1. THIS VIF IS SOLICITED BY MANAGEMENT OF THE COMPANY.

2. THIS VIF SHOULD BE READ IN CONJUNCTION WITH THE MEETING MATERIALS PRIOR TO VOTING.

  1. If you appoint the Management Nominees to vote your securities, they will vote in accordance with your instructions or, if no instructions are given, in accordance with the management voting recommendations highlighted for each resolution on the reverse. If you appoint someone else to vote your securities, they will also vote in accordance with your instructions or, if no instructions are given, as they in their discretion choose.

  2. Each security holder has the right to appoint a person other than the Management Nominees specified herein to represent them at the Meeting or any adjournment or postponement thereof.
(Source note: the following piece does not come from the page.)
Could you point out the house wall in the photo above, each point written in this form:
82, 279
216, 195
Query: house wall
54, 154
Such right may be exercised by inserting in the space labeled “ Please print appointee name ”, the name of the person to be appointed, who need not be a security holder of the Company.

  3. To be valid, this VIF should be signed in the exact manner as the name appears on the VIF. If the VIF is not dated, it is deemed to bear the date of its mailing to the security holders of the Company.

  4. To be valid, this VIF must be filed using one of the voting methods and must be received by Olympia Trust Company before the date noted on the reverse, or in the case of any adjournment or postponement of the Meeting not less than 48 hours (Saturdays, Sundays and holidays excepted) before the time of the adjourned or postponed meeting.

  5. Guidelines for proper execution of the VIF are available at www.stac.ca. Please refer to the proxy protocol.